Texas leads the nation with the highest uninsured rate of approximately 27 percent. Roughly six million Texans have no health insurance, including one million children. Forty percent of the state’s pregnant women do not receive appropriate pre-natal care. As Texas residents, these numbers are troubling and ultimately, the key to solve these problems is working together in a collaborative manner.
The Patient Protection and Affordable Care Act has some elements that need refinement. No one disputes this. As we implement changes in the health care delivery system, we must embrace its strong guiding principles, especially regarding the uninsured population. The plan for Medicaid expansion is not perfect, but let’s not let perfect be the enemy of good.
Texas Gov.

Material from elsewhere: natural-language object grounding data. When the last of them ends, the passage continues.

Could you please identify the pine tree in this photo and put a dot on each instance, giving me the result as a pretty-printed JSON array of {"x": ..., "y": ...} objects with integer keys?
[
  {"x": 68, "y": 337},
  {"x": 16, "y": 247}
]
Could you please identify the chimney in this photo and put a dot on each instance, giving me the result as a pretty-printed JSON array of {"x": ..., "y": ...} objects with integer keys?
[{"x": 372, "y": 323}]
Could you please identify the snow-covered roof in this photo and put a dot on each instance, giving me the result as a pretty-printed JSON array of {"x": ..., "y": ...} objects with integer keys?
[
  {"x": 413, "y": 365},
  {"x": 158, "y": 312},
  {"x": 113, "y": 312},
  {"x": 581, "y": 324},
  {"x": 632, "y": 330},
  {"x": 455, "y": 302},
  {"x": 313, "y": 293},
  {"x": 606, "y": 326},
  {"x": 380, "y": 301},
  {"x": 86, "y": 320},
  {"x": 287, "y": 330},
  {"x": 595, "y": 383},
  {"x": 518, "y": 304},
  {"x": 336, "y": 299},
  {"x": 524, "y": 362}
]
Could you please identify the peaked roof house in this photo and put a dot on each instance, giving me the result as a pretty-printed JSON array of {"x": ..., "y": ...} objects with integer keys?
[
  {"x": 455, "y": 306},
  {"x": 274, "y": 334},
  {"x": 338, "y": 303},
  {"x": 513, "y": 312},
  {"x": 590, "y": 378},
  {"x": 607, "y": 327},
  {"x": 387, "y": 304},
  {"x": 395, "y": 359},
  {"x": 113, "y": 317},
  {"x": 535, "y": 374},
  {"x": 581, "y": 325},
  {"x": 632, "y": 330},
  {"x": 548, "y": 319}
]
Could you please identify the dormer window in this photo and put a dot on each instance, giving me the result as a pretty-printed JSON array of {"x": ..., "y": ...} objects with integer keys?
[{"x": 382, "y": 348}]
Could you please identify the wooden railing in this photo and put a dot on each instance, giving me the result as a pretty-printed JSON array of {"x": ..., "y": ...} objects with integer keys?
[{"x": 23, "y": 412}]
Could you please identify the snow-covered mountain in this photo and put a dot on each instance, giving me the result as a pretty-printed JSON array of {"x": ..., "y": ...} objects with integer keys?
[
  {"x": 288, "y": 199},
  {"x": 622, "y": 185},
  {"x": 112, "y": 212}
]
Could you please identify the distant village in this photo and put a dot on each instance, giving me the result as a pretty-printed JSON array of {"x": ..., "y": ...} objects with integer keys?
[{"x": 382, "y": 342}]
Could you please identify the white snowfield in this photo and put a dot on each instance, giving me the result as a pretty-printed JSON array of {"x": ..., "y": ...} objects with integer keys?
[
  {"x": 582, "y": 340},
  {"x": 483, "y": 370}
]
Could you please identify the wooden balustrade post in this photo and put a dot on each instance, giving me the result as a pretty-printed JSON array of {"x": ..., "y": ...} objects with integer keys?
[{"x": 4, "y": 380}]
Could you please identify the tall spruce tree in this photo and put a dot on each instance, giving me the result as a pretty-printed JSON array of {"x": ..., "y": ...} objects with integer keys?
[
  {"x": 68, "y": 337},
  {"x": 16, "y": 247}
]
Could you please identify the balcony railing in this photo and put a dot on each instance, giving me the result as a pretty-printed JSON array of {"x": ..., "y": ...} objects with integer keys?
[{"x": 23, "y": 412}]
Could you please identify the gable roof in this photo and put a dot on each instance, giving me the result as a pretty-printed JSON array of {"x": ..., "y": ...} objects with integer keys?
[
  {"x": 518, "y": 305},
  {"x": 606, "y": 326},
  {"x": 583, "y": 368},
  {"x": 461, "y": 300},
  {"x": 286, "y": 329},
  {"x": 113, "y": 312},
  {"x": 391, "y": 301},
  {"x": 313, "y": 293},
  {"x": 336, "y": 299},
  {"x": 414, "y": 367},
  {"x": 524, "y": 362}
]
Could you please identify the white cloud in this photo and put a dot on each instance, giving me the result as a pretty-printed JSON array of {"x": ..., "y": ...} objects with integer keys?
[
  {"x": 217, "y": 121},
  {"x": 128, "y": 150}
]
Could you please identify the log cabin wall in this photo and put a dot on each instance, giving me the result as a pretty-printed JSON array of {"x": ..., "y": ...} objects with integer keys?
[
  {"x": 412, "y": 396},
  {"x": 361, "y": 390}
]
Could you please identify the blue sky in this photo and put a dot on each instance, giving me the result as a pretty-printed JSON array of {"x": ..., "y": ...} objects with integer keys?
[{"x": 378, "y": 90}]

Rick Perry has voiced valid concerns regarding personal responsibility, program sustainability and parties honoring agreed upon terms and conditions. Specifically, he’s concerned with future federal funding. Hopefully, we can work together to develop a feasible, workable plan. Such a plan might include co-pay requirements for personal accountability, modifications to the existing Medicaid program for long-term sustainability and provisions such as a material adverse event clause for funding changes contrary to original terms and conditions.
If we work together to develop a Texas Medicaid expansion plan incorporating these solutions, the financial impact could be $85 billion over ten years to our citizens.
A bipartisan cooperative approach for Medicaid expansion could prove beneficial in addressing our considerable numbers of uninsured Texas residents. Such an approach would also have a meaningful impact on the state’s economy.